A late summer storm dealt a tough blow to Northline Seafoods, a Bristol Bay upstart trying to revolutionize the way fish are processed in the world’s largest sockeye salmon fishery.
On the night of Sept. 3, gusts up to 80 miles per hour tore across the Nushagak River and snapped the anchor line on a barge belonging to Northline. The six people onboard attempted to set backup anchors, but winds snapped those, as well. The gale pushed the vessel onto the beach not far from the fishing village of Ekuk, where a person familiar with the incident said the boat “mashed for six hours” on the flats.
The crew escaped unscathed after an undoubtedly harrowing experience, but the barge did not: The top unit on the $7 million vessel had crumpled onto the deck.
Northline president and CEO Pat Glaab told local radio station KDLG that the hull went undamaged, and he expects the processor to be ready to roll next season. It is safe to say the fishery will be pulling for them.
Glaab and his partner, Ben Blakey, dreamed up Northline several years ago as a way to freeze fish quicker and turn out the freshest fillets possible. Before starting Northline, Glaab built 10 onshore processing facilities around Alaska, including the Leader Creek facility in Bristol Bay’s Naknek, and knows things could be done better.

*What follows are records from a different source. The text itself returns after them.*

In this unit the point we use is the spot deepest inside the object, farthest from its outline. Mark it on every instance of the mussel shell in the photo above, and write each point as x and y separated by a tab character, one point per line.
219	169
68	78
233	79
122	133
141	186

“I’ve spent my entire working life in the fisheries, and I’ve seen this huge gaping hole in how this fishery operates versus how it could operate. It’s like going to a country that doesn’t have cell phones and being like, ‘Gee, you guys would be much better off if you had cell phones,’” Glaab told NF last year.
No one denies that Bristol Bay has made massive quality strides over the past couple decades. Most of the boats have RSW units, and fishermen are more tuned in to proper handling; many are bleeding now and most have cushioned deck mats. Very little of the sockeye coming out of the bay goes to cans anymore, with most destined for higher value fillets.
But despite these changes, Glaab said the fishery has yet to eradicate the vestiges of the old ways.
“The current system is what developed organically when we were just stuffing everything in a can and had no other options. It’s a holdover from those systems. It was just cheap protein before. You were just harvesting to feed World War II, or the Depression-era,” he said.